[Easy Money] ClickHouse Bug Bounty Program

[alexey-milovidov]

ClickHouse has a bug-bounty program. Apply at https://bugcrowd.com/clickhouse

Note: it is not necessary to use the Bugcrowd service. This is optional and only needed if you need a chance to get a monetary reward. If you just want to report a vulnerability, you can send it to security@clickhouse.com, and we will ensure you get a proper acknowledgment after disclosure. See SECURITY.md for more details.

We want to encourage researchers to find and report security vulnerabilities, stability issues, and bugs in ClickHouse.
The reports are qualified for a bug bounty program if the following conditions are met:

1. The report should contain a description of the error and step-by-step instructions for reproducing it.
2. The issue should be reproducible in the latest official release and the latest build from the master branch.
3. Unmodified source code and binaries have to be used in reproducing scenarios.
4. The issue should not be already published. If the issue is already found by another researcher, it is not qualified for the bug bounty program.
5. The issue should be reproducible on Linux, x86_64 platform and should not depend on the Linux kernel version, libc version, and configuration of environments like DNS resolvers, SSL certificates, filesystem, and block devices configuration, etc.
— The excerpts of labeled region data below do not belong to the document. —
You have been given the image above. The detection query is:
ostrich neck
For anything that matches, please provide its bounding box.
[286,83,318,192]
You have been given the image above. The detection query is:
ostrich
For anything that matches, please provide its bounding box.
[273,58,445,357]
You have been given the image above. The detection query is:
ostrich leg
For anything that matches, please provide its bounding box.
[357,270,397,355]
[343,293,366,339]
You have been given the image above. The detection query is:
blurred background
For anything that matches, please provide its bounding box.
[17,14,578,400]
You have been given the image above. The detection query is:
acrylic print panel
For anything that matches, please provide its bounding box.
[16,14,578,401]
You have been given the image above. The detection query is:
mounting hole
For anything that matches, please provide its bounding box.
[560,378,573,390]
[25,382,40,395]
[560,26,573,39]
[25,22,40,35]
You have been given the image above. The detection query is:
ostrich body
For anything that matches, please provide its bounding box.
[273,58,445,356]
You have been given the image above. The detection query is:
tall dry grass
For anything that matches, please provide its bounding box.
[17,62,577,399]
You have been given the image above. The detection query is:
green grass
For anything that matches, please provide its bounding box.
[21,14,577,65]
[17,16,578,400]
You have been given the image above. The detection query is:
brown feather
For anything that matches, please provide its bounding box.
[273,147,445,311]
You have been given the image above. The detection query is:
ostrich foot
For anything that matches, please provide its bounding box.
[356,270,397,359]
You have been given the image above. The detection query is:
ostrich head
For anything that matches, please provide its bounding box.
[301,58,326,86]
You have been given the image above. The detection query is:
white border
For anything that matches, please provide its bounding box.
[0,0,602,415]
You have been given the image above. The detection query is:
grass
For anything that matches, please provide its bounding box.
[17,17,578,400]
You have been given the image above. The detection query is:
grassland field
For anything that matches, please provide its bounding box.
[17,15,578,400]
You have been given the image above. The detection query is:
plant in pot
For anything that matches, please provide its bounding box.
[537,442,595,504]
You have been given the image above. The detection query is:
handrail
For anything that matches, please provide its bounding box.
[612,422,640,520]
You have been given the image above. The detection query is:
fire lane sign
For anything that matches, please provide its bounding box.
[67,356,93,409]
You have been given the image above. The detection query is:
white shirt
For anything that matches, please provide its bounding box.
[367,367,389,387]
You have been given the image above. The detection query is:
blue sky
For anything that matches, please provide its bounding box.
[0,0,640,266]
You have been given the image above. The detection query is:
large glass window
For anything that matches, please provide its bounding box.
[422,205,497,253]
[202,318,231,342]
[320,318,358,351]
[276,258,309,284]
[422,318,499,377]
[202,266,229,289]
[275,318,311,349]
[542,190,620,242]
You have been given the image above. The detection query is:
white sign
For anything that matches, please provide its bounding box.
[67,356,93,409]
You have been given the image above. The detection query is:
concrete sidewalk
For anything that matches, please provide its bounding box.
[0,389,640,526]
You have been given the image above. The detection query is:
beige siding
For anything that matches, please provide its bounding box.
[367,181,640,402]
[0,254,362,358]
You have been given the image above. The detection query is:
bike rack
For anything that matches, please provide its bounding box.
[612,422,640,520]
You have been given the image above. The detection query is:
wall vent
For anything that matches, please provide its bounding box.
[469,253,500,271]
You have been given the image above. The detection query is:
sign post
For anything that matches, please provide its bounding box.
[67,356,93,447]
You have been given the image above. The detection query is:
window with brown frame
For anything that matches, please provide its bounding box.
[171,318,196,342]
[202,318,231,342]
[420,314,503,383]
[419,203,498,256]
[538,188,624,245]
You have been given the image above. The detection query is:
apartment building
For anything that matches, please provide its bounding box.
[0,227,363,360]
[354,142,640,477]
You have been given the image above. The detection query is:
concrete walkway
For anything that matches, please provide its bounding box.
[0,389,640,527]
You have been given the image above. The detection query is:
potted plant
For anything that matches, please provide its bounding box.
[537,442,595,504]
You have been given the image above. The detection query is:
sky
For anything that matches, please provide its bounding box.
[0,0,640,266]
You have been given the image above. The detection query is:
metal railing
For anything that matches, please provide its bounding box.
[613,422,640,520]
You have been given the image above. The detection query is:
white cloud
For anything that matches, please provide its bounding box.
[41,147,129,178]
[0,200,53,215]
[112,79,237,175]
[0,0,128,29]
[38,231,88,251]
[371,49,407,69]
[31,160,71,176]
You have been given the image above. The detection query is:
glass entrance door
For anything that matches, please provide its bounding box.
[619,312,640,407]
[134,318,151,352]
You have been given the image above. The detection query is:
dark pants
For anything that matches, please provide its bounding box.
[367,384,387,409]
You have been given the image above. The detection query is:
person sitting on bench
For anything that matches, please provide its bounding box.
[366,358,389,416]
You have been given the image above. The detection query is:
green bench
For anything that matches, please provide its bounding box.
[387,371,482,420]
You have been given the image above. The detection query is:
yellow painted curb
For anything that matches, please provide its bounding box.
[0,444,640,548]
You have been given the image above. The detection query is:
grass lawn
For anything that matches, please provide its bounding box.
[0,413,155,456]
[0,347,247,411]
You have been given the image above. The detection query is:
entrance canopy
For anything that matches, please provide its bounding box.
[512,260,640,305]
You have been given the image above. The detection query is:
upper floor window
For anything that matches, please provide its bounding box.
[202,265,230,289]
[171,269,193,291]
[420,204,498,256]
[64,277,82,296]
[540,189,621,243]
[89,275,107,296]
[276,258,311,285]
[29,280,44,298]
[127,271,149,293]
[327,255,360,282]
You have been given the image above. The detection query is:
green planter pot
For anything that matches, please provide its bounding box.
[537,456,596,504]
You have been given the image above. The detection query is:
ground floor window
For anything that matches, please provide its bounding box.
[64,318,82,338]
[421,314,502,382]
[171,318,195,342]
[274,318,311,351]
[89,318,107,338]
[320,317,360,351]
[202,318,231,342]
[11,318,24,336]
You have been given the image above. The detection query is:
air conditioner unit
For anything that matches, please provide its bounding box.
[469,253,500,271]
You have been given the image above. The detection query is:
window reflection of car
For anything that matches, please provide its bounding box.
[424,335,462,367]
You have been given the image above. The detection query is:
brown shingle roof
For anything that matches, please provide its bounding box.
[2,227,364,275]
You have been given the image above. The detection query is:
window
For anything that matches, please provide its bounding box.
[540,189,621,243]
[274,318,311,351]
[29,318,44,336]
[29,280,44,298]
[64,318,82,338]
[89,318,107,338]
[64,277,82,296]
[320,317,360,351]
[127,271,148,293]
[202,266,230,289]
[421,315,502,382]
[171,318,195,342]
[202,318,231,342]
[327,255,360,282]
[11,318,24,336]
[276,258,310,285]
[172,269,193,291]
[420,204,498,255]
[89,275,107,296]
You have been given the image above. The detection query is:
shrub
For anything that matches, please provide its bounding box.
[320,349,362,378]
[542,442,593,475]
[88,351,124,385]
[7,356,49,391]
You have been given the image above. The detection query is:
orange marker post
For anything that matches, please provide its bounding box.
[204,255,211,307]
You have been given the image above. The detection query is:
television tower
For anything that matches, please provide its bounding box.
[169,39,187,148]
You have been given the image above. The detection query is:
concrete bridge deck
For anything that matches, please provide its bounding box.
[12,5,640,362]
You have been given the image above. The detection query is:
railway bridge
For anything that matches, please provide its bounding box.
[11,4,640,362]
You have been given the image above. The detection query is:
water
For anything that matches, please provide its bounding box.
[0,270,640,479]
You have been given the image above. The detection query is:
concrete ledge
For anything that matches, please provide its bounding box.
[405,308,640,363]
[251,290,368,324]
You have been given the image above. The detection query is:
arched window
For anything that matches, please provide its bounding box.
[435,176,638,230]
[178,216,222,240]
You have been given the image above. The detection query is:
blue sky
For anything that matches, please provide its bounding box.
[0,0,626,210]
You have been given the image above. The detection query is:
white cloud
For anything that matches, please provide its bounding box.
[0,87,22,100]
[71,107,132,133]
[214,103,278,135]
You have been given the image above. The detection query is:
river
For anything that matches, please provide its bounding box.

It should not depend on hardware failures.
6. The issue should be reproducible without the installation of additional software on the machines with clickhouse-server.
7. If the issue requires the usage of features marked as experimental in the documentation or code or enabling experimental flags (settings, configurations), it is not qualified for the bug bounty program.
8. The issue should be reproducible with the release builds from ClickHouse CI infrastructure. Debug and sanitized builds, builds with another compiler, or compiler options - can be used to help find the issues, but are not qualified.
9. The issue should be related to the clickhouse-server component.

If the issue is not qualified for the bug bounty program, it still should be reported to security@clickhouse.com or publicly on GitHub issues.

The bugs are classified by severity according to the following guidelines:

• High severity: RCE, write-what-where, reading and exposing uninitialized memory, invalid memory writes (except nullptr dereference), unexpected data corruption or loss, access control bypass (except information leakage in side-channel attacks).
• Medium severity: invalid read memory access, crash (except OOM), SSRF.
• Low severity: unexpected resource exhaustion, DoS.

The severity is considered lower if the issue:

1. Requires a user with write access to the database.
2. Is related to the code in third-party libraries.
3. Requires manual modification of the data in the filesystem or in ZooKeeper/Keeper.
4. Requires interaction with external data sources.
5. Requires unrealistic configuration changes (corner cases in the server configuration).

The reports are also classified by the number of details. If finding a bug requires a special testing methodology or tools, we would appreciate it if these will be described in the report, so we can improve our infrastructure. If the report covers mitigation guidelines or a fix, it is also appreciated.

[ramazanpolat]

Sorry for unrelated question to @alexey-milovidov , did you use ChatGPT to generate some portion of the above text?

[alexey-milovidov]

No.

[alexey-milovidov]

Chat GPT - since November 30, 2022.
ClickHouse Bug Bounty Program - since July 8, 2022.